Yapay zeka mühendisliği lisans programı diye bir konuya liderlik ettiğimizde kamuoyu merakını gidermek istediğinde, kurumsal olarak buna tanım, perspektif ve müfredat getirmiş bir akademik birime yöneliyor. Oradaki insanlardan dinlemek istiyor. Yapay zeka, bilgisayar mühendislerinin çok aktif çalıştığı bir konu olmakla birlikte çözülmesi gereken problemler gerçek dünyaya ait. Başka mesleklerin sorunlarını çözmelisiniz. Radyoloji, toplu taşıma gibi farklı alanların sorunlarını çözmeniz gerekiyor. Yapay zeka kendini her alandaki işbirliğine açmak zorunda. Bunu da anladık sanıyorum ki her meslek bundan nasıl faydalanacağını öğrenmek istiyor. Özellikle avukatlar, doktorlar bu alandan çok faydalanacaklar. Güncel teknolojide yapılabileceklerin sınırı nedir ve biz bundan nasıl faydalanabiliriz konusu uzun uzun konuşulacak konular. Son bir yıldır farklı platformlarda değişik meslek gruplarına bu konuyu anlatmaya çalışıyoruz.

SAVUNMA ÖZGÜN VE MİLLİ OLMALI

  • Yapay zeka mühendisliğinde dünyanın neresindeyiz?

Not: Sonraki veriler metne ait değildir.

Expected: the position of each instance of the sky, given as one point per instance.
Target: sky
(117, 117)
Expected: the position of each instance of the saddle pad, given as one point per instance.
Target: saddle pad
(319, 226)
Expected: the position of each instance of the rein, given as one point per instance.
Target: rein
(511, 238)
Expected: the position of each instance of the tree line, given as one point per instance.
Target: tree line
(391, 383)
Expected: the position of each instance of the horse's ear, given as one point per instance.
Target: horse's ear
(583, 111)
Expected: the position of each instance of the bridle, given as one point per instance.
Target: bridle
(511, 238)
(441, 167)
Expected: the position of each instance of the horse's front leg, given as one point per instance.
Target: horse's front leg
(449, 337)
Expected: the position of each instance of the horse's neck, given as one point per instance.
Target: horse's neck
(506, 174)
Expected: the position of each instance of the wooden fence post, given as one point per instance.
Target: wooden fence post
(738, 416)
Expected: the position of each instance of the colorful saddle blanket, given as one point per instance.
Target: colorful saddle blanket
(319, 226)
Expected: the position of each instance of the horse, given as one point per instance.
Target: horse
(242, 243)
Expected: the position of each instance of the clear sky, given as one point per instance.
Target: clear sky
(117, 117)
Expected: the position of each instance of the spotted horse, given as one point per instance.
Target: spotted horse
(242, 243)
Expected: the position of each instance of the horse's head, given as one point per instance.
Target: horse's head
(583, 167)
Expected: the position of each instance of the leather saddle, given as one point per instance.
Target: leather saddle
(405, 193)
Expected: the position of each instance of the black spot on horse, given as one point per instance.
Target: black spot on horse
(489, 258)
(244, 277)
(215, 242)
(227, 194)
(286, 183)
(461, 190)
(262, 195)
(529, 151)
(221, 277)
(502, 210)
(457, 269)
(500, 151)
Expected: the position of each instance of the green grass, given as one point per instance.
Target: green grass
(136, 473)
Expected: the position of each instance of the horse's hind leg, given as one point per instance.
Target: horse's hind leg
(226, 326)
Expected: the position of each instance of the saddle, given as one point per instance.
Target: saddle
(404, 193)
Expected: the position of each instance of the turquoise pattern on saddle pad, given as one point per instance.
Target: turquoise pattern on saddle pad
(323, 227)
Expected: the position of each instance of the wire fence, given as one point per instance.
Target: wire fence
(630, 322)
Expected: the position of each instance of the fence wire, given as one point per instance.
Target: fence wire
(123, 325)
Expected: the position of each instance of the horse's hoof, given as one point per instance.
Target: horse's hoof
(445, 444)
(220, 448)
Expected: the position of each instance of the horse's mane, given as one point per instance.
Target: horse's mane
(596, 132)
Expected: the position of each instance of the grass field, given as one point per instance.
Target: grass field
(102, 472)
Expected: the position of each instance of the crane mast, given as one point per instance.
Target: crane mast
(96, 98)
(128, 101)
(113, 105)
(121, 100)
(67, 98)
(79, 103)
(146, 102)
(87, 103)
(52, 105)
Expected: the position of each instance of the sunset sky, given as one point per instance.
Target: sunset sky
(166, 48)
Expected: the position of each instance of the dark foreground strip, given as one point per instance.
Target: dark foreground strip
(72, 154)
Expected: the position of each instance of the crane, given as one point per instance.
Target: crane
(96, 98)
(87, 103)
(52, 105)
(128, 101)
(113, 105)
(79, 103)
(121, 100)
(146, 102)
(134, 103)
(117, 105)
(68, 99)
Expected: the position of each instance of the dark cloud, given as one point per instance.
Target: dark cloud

Yapay zeka alanındaki çalışmaların yüzde 50’si Çin ve ABD’den çıkıyor. Birinin kendi insan kaynağının çokluğu malum, diğeri ise enternasyonal olarak eğitimde bir model oluşturmuş durumda. Geri kalan yüzde 50 içindeyiz. İngiltere, İtalya, Almanya, Fransa ve Avrupa ülkelerini rakip olarak kabul edeceksek, ilerli gerili ama nitel bir fark olmaksızın hepimiz aynı çizgideyiz diyebilirim. Geri kalan yüzde 50’yi paylaşan pek çok ülke var. Bu rekabet zor bir rekabet... Yapay zekanın uygulandığı alanlara bakarsanız. Savunma ve sağlık diye başlar. Toplumsal alanda çok sayıda uygulamaları da var. Ancak gerek kritiklik gerek ekonomik açıdan savunma ve sağlık başta gelir. Özellikle de savunmada özgünlük gibi bir gündem mecburidir. Dünyanın neresinde olursak olalım bizden çok daha ileride olan bu ülkeler de dahil olmak üzere onlarla aynı kapasitede olmak gibi bir görevimiz var. Bunu yapabilecek bir noktadayız. Genç nüfusumuz nicelik olarak yüksek, nitelik olarak da iletişim teknolojilerinin gelişmesiyle birlikte herhangi bir konuda vizyon oluşturmak, fikir üretmek, çözüm üretmek dendiğinde ülke içine hapsolmuş değil dünya ile entegre olmuş gençlerle çalışıyoruz. Bilgi kaynaklarına erişmekte de teknolojik yapılabilirlikleri gözlemekte de hiçbir eksiğimiz yok. İmkanlar açısından da bu alan öncelikli olarak desteklendiği için göreli olarak imkanlara erişmekte diğer alanlara göre zorluğumuz yok. Tüm mesele bunu süreklileştirmek. Ülkemizde süreklileşen otomotiv endüstrisi var, yazılım endüstrisi var, elektronik, robotik endüstrisi var. Yanına yapay zeka ve endüstrisini koyacağız. Bugünü düşünmeyin, on yıl sonra bu işin nasıl görüleceğini düşünün. Bizim hamlemiz 2020’yi değiştirmeyecek, 2021’i de değiştirmeyecek. 2025 sonrasını değiştireceğimizden eminiz. Bu süre içinde de bilgisayar mühendisleriyle varlık gösteriyorsunuz. İhtiyacımız olan şey adanmış insan kaynağı ve süreklileşme...

FIRSAT EŞİTLİĞİ

  • 8 Mart Dünya Emekçi Kadınlar Günü’nde bir mesajınız var mı?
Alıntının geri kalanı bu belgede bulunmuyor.